En réponse à sa convocation devant le conseil de discipline, il a déclaré que son but était d’encourager les élèves à penser de manière indépendante, notant que certaines déclarations qui lui étaient attribuées n’avaient pas été faites en classe.

S’opposer à l’occupation

Ce n’est pas la première fois, en Israël, qu’un enseignant est sanctionné pour avoir adopté une position critique à l’égard de l’occupation et des violations des droits de l’homme.

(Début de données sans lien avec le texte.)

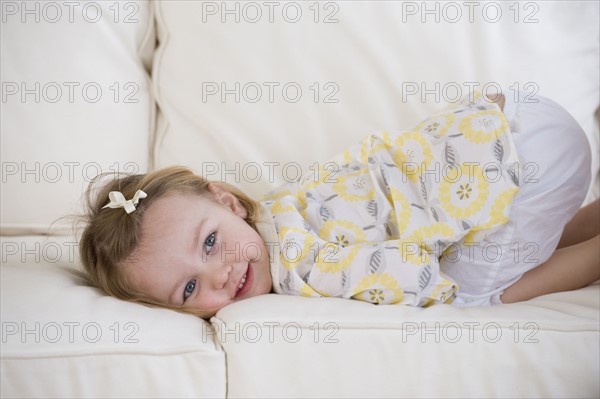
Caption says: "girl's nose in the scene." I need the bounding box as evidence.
[211,264,233,290]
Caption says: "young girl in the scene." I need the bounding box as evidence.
[80,92,600,317]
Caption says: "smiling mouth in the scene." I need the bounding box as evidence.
[234,263,254,298]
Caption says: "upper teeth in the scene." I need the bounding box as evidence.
[238,274,246,291]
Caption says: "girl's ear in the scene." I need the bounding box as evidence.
[208,182,248,219]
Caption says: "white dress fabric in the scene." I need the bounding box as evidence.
[257,93,590,306]
[448,91,591,306]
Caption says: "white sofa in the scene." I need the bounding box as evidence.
[0,1,600,398]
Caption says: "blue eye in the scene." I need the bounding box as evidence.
[204,233,217,254]
[183,280,196,302]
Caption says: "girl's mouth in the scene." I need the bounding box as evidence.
[234,263,254,299]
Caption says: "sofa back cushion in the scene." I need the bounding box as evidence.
[153,1,599,203]
[0,1,155,234]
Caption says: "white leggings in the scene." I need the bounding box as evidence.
[440,91,591,306]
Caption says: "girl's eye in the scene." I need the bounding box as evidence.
[183,280,196,302]
[204,233,217,254]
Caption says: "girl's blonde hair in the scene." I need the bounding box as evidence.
[79,166,259,317]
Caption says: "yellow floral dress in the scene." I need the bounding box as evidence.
[257,93,519,306]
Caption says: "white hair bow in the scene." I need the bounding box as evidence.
[102,190,148,213]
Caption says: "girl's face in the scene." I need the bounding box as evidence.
[124,183,271,314]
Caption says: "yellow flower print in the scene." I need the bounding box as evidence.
[393,132,433,181]
[459,109,508,143]
[332,168,375,202]
[439,164,489,219]
[261,189,294,201]
[414,112,456,137]
[271,201,298,215]
[279,227,318,270]
[352,273,404,304]
[335,234,350,247]
[456,183,473,199]
[315,242,360,273]
[390,187,412,236]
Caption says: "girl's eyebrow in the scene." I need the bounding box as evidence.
[191,216,211,253]
[169,216,206,305]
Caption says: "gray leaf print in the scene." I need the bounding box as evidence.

Il y a environ six ans, un lycéen a envoyé une lettre au ministre israélien de l’Éducation pour se plaindre de la façon dont un enseignant, Adam Verta, avait critiqué l’État d’Israël, mis en doute la moralité de l’armée israélienne et, plus généralement, épousé en classe les opinions de « l’extrême gauche ».

Verta a été convoqué devant le conseil de discipline puis renvoyé. Durant l’audience, dont le texte est devenu le scénario d’une pièce de théâtre, l’enseignant a notamment déclaré : « Notre tragédie en Israël est que tout discours traitant des droits de l’homme, du sens de la vie humaine et de la liberté d’expression a été associé à l’extrême gauche ». Et « l’extrême gauche », en Israël, est attaquée par tous les moyens dont le régime peut se saisir.

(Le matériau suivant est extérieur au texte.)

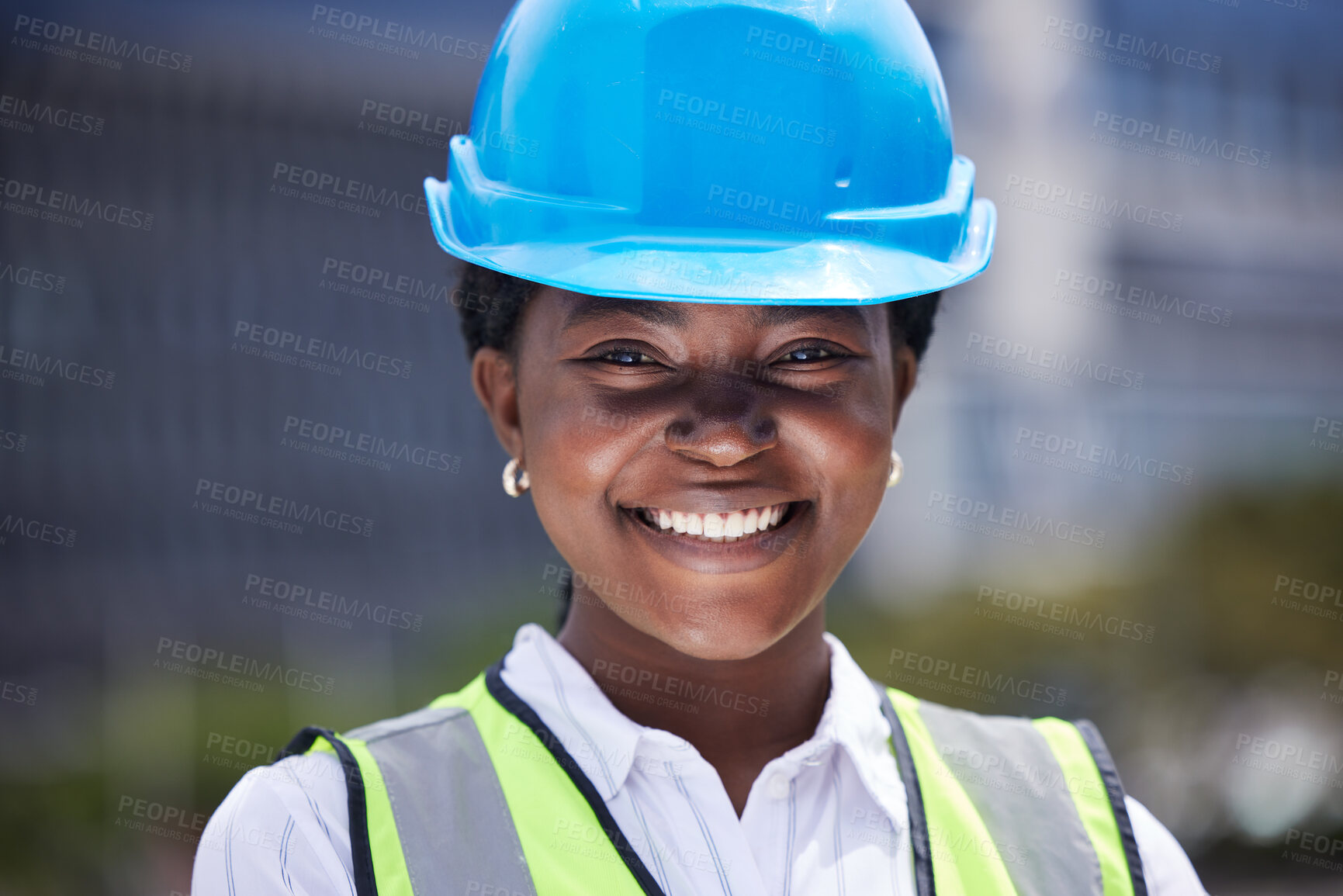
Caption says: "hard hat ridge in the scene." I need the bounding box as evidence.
[424,0,995,303]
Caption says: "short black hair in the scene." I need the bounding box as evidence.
[452,262,941,628]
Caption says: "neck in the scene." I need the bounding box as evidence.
[557,595,830,815]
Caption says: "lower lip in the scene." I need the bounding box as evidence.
[621,501,812,573]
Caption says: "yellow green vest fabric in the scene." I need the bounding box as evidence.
[283,662,1147,896]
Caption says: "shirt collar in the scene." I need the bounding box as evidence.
[502,622,908,826]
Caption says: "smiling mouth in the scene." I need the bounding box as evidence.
[628,501,808,541]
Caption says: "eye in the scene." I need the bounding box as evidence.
[779,343,847,364]
[590,345,658,367]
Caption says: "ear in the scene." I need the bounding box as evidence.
[472,347,527,469]
[891,343,919,437]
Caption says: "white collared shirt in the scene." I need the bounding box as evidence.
[192,623,1206,896]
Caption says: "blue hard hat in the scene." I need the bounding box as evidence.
[424,0,996,305]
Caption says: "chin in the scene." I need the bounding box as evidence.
[626,604,806,661]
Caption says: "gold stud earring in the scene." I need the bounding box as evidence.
[504,457,531,498]
[886,448,905,489]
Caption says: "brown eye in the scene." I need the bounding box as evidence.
[779,345,834,363]
[592,347,658,367]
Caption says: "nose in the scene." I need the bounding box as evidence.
[665,380,779,466]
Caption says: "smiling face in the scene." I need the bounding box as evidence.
[472,288,917,659]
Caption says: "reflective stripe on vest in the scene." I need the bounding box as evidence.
[876,683,1147,896]
[283,662,1147,896]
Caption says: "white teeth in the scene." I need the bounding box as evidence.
[639,503,788,541]
[722,510,746,538]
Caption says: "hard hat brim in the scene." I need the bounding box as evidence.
[424,178,998,305]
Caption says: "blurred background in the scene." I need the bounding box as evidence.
[0,0,1343,896]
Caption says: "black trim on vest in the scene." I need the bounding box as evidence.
[871,678,934,896]
[486,659,669,896]
[275,725,379,896]
[1073,718,1147,896]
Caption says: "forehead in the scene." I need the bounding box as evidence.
[537,288,885,333]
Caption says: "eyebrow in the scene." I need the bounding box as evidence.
[560,296,867,332]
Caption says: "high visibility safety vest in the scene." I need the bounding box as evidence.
[281,661,1147,896]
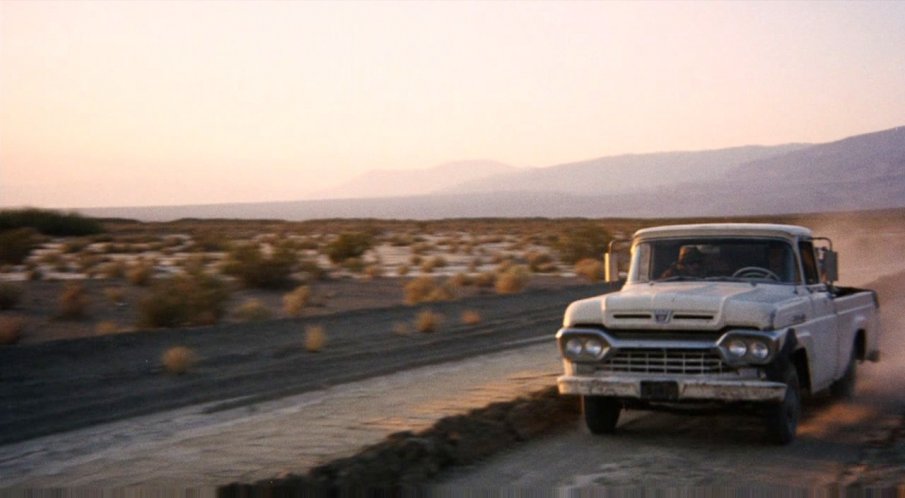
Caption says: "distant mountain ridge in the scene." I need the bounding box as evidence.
[80,127,905,220]
[443,144,810,195]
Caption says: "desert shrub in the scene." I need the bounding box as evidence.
[0,208,104,236]
[224,244,297,289]
[340,258,365,273]
[94,320,124,335]
[461,310,481,325]
[525,251,556,273]
[305,325,327,353]
[126,260,154,287]
[494,266,529,294]
[393,322,412,336]
[0,315,25,346]
[234,299,273,322]
[298,260,327,280]
[100,261,126,278]
[325,232,373,263]
[414,310,443,334]
[449,272,474,288]
[421,256,447,273]
[403,276,455,304]
[160,346,198,375]
[59,282,90,320]
[103,287,126,305]
[0,282,25,310]
[283,285,311,317]
[575,258,604,282]
[556,224,612,264]
[0,228,40,265]
[138,273,229,327]
[192,231,229,252]
[473,271,497,289]
[63,238,91,254]
[364,264,383,279]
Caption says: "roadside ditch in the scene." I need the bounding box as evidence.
[217,387,581,498]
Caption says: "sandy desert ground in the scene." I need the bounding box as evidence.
[0,212,905,487]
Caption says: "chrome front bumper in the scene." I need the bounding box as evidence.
[556,375,786,402]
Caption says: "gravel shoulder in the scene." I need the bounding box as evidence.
[0,278,605,444]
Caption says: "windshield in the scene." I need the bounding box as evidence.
[629,238,799,283]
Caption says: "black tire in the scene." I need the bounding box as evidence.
[581,396,622,434]
[830,346,858,400]
[765,365,801,445]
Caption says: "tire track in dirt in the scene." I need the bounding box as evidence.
[0,285,606,444]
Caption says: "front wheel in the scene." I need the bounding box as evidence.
[581,396,622,434]
[766,365,801,445]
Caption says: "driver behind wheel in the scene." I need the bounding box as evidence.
[660,246,705,278]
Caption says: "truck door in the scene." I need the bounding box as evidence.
[798,241,839,391]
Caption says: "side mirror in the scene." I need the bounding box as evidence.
[820,249,839,283]
[603,251,619,283]
[603,239,630,284]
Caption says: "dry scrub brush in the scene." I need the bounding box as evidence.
[139,273,229,327]
[403,276,455,304]
[283,285,311,318]
[233,298,273,322]
[160,346,198,375]
[575,258,604,282]
[305,325,327,353]
[58,282,90,320]
[494,266,530,294]
[0,282,25,310]
[461,310,481,325]
[0,316,26,346]
[414,310,443,334]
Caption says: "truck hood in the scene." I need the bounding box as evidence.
[565,282,802,330]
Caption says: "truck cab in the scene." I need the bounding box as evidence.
[556,223,879,444]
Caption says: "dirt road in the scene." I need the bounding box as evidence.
[439,223,905,488]
[0,284,604,444]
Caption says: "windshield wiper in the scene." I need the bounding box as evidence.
[654,275,704,282]
[704,275,751,282]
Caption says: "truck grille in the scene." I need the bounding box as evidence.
[598,349,730,375]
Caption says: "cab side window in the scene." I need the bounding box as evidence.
[798,242,820,285]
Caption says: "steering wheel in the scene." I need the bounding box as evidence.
[732,266,782,282]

« Notre tragédie en Israël est que tout discours traitant des droits de l’homme, du sens de la vie humaine et de la liberté d’expression a été associé à l’extrême gauche »

- Adam Verta, enseignant licencié

Le ministère israélien de l’Éducation aime faire étalage de la notion de « pensée critique ». Le site web en hébreu du ministère mentionne à plusieurs reprises la pensée critique dans le cadre de la boîte à outils de l’enseignant – mais il y a un écart flagrant entre ces déclarations et la réalité.

Pensez au licenciement en 2012 d’Adar Cohen, qui coordonnait à l’époque les études civiques au ministère de l’Éducation, en raison de la pression exercée par des personnalités de droite. Une partie de leur campagne était centrée sur sa promotion de manuels prétendument « post-sionistes » qui, entre autres, évoquaient le rapport Goldstone et la violence de droite en Israël.

Principaux moyens d’endoctrinement

En Israël, les études civiques font partie du programme de base au lycée. Ces cours constituent le principal moyen de façonner les élèves en vue d’en faire de futurs citoyens, un processus par lequel ils sont censés saisir le vrai sens de la démocratie et développer des outils essentiels pour les aider à en sauvegarder les valeurs en tant que citoyens adultes.

Au fil des ans, cependant, les cours d’éducation civique se sont au contraire transformés en un moyen clé d’endoctrinement par le régime. Non seulement des enseignants sont licenciés pour avoir refusé de mener des discussions en classe dans les limites étroites autorisées par les autorités, mais le matériel d’apprentissage officiellement jugé approprié ou inadapté pour les élèves du secondaire a également radicalement changé.

Le Premier ministre israélien Benyamin Netanyahou visite une salle de classe à Modiin en 2009 (AFP)
Le Premier ministre israélien Benyamin Netanyahou visite une salle de classe à Modiin en 2009 (AFP)

En août dernier, le ministre de l’Éducation, Rafi Peretz, a annoncé que la récente loi israélienne sur l’État-nation, communément appelée « loi d’apartheid », serait désormais incluse dans le programme d’études civiques – et ce, bien que des dizaines d’appels contre la légalité de cette législation soient toujours en instance devant la Cour suprême.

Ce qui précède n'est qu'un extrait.